Tensorflow/Keras implementation of the [paper].
Trend displayed in Google Domestic Trends
Work accomplished so far:
- End-to-end implementation
- Test the data workflow pipeline
- Sanity check of the model
- Train the models
- Reproduction of the results in the paper
MAPE of the train, val and test along with dummy (benchmark future value = last value)
A new predictor is added every 600 epochs. We start with only the historical volatility as a predictor. Then, at 600 epochs, the second predictor is added: returns. At 1200, we had Trend COMPUT, 1800 Trend CRCARD, 2400 Trend INVEST and so forth.

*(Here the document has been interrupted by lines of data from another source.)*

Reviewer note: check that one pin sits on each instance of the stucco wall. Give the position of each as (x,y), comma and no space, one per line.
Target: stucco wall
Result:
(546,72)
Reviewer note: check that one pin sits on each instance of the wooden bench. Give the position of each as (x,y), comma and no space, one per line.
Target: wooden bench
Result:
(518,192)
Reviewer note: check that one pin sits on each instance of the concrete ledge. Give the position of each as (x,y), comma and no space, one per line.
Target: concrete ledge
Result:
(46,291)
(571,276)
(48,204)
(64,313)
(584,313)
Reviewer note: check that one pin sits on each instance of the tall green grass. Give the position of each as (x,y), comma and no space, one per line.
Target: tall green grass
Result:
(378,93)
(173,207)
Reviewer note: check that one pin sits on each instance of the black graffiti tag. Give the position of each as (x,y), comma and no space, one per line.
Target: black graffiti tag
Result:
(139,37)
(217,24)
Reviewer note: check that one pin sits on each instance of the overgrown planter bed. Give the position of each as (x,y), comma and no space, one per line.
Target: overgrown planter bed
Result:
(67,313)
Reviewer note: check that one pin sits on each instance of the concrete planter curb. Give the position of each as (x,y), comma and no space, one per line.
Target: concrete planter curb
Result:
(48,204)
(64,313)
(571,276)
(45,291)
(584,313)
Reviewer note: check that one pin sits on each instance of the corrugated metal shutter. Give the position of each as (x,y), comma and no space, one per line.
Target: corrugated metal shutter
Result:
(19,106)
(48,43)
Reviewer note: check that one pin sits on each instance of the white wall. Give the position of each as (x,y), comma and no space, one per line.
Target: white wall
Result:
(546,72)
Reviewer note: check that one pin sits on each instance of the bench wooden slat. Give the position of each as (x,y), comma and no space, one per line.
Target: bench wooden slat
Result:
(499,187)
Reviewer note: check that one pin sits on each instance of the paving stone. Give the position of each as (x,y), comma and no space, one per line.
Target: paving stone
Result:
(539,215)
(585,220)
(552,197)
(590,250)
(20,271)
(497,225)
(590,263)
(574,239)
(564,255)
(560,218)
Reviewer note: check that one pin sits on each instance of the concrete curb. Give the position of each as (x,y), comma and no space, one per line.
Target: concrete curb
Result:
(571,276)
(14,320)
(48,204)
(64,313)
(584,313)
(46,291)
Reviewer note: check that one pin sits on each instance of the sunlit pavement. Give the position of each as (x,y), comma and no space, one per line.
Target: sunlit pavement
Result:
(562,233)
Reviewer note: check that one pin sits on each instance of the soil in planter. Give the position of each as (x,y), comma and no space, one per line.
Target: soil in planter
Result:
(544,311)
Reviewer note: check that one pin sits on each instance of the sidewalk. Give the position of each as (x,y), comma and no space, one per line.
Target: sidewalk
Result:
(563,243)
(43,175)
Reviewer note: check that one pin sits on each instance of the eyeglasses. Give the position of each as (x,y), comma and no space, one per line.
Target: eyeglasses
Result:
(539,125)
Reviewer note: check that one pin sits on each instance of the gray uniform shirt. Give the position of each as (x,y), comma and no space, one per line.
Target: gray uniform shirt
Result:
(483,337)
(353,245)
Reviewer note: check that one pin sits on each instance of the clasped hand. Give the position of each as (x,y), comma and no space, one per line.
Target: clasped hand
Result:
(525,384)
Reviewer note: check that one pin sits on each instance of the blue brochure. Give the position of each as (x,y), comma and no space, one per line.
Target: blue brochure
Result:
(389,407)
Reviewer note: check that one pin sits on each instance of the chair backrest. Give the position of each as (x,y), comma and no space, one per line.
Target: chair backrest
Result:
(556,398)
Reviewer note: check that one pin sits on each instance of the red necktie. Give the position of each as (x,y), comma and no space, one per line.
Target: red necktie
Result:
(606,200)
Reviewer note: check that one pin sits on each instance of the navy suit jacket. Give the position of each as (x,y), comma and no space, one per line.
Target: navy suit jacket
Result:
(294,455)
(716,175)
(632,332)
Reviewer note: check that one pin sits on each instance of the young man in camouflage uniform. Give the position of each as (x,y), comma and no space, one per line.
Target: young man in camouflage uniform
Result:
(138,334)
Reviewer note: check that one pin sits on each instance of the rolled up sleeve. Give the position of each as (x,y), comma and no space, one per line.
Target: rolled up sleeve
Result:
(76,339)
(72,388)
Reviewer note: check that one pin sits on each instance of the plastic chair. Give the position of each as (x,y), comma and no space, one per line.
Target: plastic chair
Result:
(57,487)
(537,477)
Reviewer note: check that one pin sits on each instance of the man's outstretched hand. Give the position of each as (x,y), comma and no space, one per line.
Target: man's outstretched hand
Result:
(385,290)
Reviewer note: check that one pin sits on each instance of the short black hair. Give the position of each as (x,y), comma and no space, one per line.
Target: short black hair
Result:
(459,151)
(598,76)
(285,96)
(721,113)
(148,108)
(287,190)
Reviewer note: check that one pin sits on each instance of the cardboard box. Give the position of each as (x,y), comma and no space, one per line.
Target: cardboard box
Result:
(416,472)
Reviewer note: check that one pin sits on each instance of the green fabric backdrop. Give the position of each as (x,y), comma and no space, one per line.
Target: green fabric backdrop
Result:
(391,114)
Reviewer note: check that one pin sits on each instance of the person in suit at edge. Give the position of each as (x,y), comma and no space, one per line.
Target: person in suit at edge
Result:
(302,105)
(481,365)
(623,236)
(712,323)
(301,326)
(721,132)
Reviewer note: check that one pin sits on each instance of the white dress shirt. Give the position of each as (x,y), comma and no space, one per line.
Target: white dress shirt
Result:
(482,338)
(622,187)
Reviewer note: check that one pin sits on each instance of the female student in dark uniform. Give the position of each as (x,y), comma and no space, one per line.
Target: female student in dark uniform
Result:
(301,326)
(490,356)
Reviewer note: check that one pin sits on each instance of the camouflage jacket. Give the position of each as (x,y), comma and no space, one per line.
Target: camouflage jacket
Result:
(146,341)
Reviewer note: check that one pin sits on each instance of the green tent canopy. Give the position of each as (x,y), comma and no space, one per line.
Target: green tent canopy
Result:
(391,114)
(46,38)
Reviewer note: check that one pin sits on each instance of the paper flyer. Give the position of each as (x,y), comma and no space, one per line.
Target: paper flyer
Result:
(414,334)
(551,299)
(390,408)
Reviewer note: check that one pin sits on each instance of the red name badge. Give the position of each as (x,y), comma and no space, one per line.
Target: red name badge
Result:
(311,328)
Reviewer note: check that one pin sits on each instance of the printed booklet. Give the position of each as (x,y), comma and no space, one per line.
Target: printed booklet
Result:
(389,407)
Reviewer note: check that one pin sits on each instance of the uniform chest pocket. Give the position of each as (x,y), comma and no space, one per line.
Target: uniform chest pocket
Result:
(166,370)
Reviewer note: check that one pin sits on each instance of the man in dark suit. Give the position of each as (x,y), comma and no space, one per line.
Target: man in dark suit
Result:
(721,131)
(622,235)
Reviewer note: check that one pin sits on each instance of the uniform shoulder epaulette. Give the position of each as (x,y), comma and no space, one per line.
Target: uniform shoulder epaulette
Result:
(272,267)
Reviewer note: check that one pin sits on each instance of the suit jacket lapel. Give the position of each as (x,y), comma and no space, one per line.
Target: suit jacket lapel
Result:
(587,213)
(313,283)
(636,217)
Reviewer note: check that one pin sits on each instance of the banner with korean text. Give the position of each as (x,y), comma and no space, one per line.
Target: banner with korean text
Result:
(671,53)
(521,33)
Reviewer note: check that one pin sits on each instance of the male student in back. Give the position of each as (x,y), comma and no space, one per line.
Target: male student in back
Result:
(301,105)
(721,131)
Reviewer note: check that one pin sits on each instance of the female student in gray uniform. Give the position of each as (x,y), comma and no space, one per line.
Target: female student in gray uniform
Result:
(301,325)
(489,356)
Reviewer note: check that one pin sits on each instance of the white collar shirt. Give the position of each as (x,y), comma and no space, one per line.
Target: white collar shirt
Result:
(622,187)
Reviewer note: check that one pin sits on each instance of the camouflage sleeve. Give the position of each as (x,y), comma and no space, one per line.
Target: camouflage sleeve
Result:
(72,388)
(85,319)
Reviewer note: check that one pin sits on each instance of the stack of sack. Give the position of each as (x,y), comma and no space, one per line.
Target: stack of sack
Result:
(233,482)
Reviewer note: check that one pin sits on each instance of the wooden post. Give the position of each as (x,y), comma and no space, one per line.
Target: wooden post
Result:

We realized that we started to overfit after more than 5 predictors. The dataset is indeed incredibly small.
The lowest model MAPE loss on the test set coincide with the lowest MAPE loss on the validation set. They both have a comparable value (around 25), in agreement with the results found in the paper.
As a summary, the 5 best predictors are:
- sigma (volatility)
- returns
- Trend COMPUT
- Trend CRCARD
- Trend INVEST
As a conclusion, I'm a bit curious to know how they trained a model with 30 predictors on a such tiny dataset. They don't mention any information related to the model. It's just composed of a LSTM layer. I'm also a bit skeptical about this approach in general.
# might require python3.6.
git clone https://github.com/philipperemy/stock-volatility-google-trends.git svgt
cd svgt
pip3 install -r requirements.txt
python3 run_model.py